Post by Greasers712 » October 17th, 2014, 8:56 am

The C-Notes have a long and colorful history, dating back to the 1950’s. Their first corner was Ohio & Leavitt and they wore green in reference to the color of money, as well as their Italian heritage. With ‘C-Note’ being slang for one hundred dollars, they chose the hundred dollar bill and dollar sign as their symbols. Their slogan is, ‘God made love. God made pain. God made C-Notes crazy and insane.’ Some end it with, ‘almighty and insane.’

They were an all White gang with fierce White Power beliefs. After their birth, the C-Notes steadily grew. By the 1970’s, they had branches all around Smith Park on corners such as Superior & Washtenaw, Huron & Rockwell, Erie & Leavitt, and of course their largest branch at Ohio & Leavitt. Smith Park borders a huge train yard and I’ve heard a lifetime’s worth of stories about how the C-Notes kidnap their victims, bring them to the tracks and torture or kill them there.
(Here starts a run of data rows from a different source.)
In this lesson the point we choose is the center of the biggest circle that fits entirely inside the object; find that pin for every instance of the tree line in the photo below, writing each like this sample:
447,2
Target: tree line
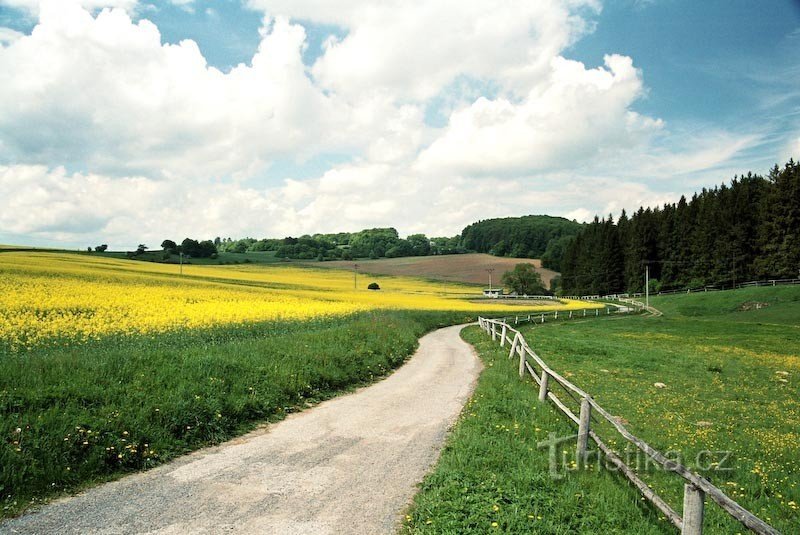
368,243
533,236
749,229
I’m sure most of the stories are just that, stories. But you can’t hear about it as many times as I have, over as many years as I have, without there being some truth to it.
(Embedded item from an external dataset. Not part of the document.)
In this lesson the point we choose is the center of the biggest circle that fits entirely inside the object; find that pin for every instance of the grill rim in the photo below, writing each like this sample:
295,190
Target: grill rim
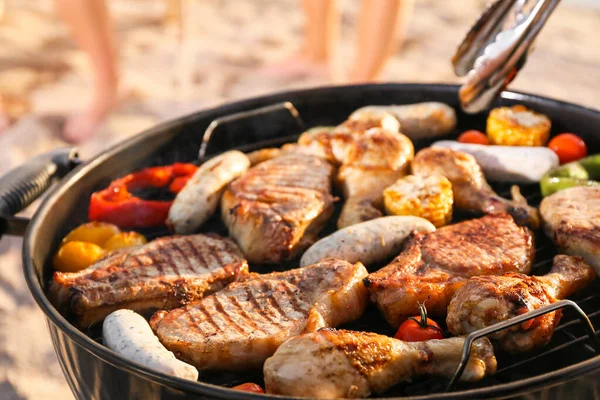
55,318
By the early 1980’s, the C-Notes’ presence in the Smith Park area was rapidly diminishing due to the overwhelming Latino immigration. C-Notes stands for, ‘Chicago National Organization To Eliminate Spics.’ So you can imagine how well the ‘snots’, as we like to call them, got along with their new neighbors. As fate would have it, while they fought the war for Smith Park, the C-Notes discovered a never-ending supply of new recruits. It was called Harlem Avenue.

Harlem is a busy street on the western edge of the city. From the city limits up north at Touhy, down past the mafia-owned car dealerships and restaurants all the way to the western suburb of Elmwood Park where many of Chicago’s mafia bosses live, the residents along Harlem are overwhelmingly Italian. Once the C-Notes got their foot in the area, their numbers exploded. Their main branch off Harlem was Normandy & Belden and they also had smaller branches at Harlem & Addison and Olcott & Rosco. But even with all the new recruits, it wasn’t enough. The C-Notes were losing the war for Harlem to the Gaylords and Freaks. Once again though, fate stepped in.
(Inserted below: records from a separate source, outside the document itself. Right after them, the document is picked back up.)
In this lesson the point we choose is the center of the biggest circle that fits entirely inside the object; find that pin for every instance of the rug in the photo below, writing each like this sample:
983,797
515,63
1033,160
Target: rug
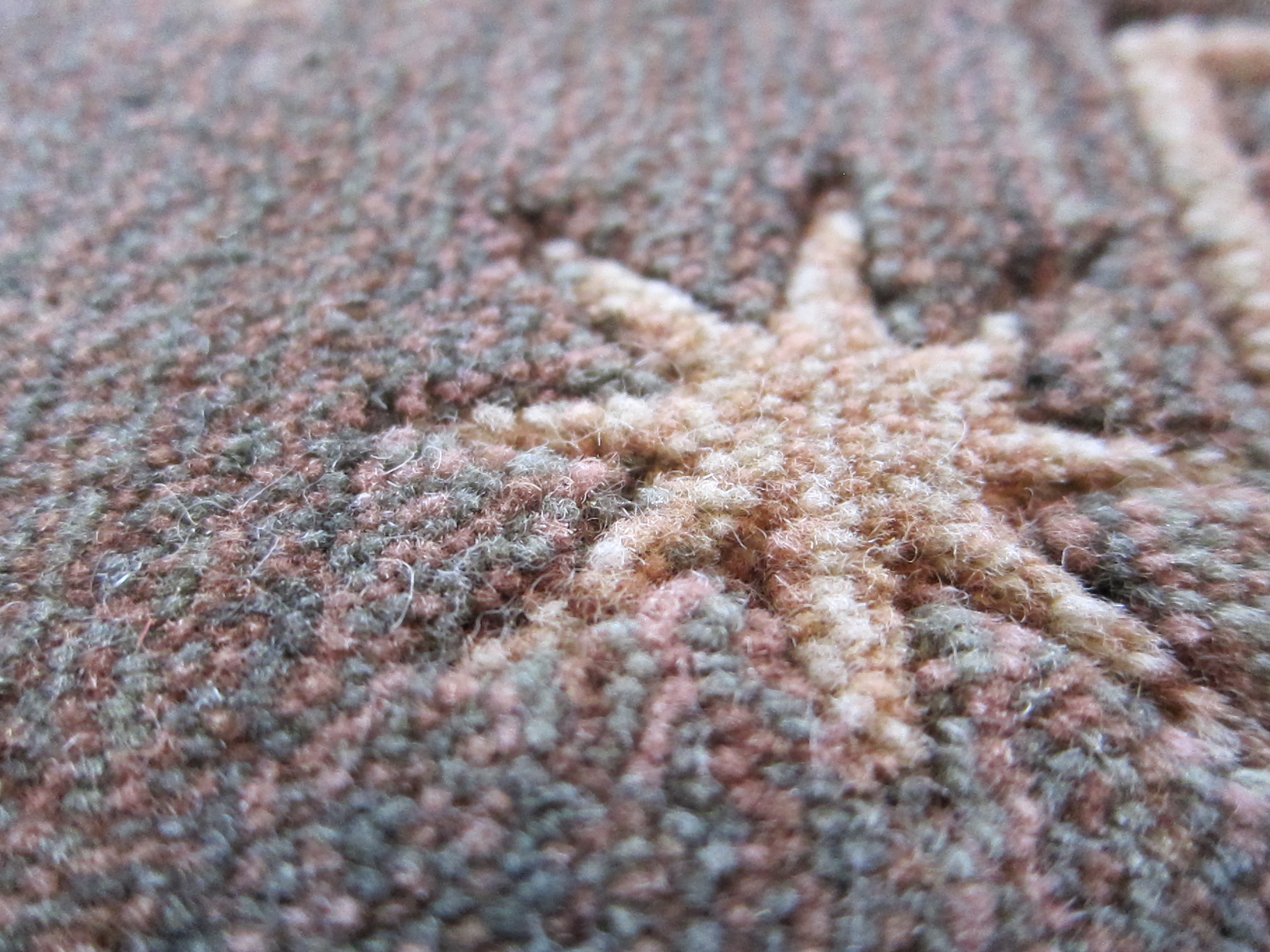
671,476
Jefferson Park is the name of the neighborhood, park, bus station, El stop, railroad station and everything else in the area. The neighborhood is huge and due to the train, bus, El, Milwaukee Ave. and expressway all intersecting in the same spot, JP is a central hub for all the neighborhoods surrounding it. Once the C-Notes took control of JP from the Popes after a ten-year war, their numbers exploded. JP even sent soldiers all the way down to Ohio & Leavitt to help save their motherland, which they did. Even though they were hanging by a thread at a few points in history, the C-Notes have held Smith Park nonstop from the mid 50’s, up to and including the time this book was written.

Now in 1984, the C-Notes only had about 20 hardcore members left at OL. NB was completely erased by the Sayre Park Gaylords. HA and OR were fighting a losing war against the Freaks from Hiawatha and Shabbona Parks, as well as the Gaylords from DP and MN. The C-Notes’ last remaining stronghold was Jefferson Park. Just like at Smith Park, they created a half dozen branches in the shape of a ring, like outposts surrounding their neighborhood. These sections included Cicero & Gunnison, Argyle & Lavergne, Carmen & Lavergne and the actual park itself, Jefferson Park.

Still, the C-Notes are all but doomed. They have no allies because they were the only gang in Chicago that refused to join either alliance, People or Folks. Instead, they started their own alliance and called it ‘Family’, as in the mafia family. Because of that, they were at war with every gang in the city. Why would anyone be crazy enough to join a gang knowing they were at war with everyone? That sheds some insight into their character and personality. C-Notes didn’t mind being different, outnumbered and alone. They were tough and cocky like that.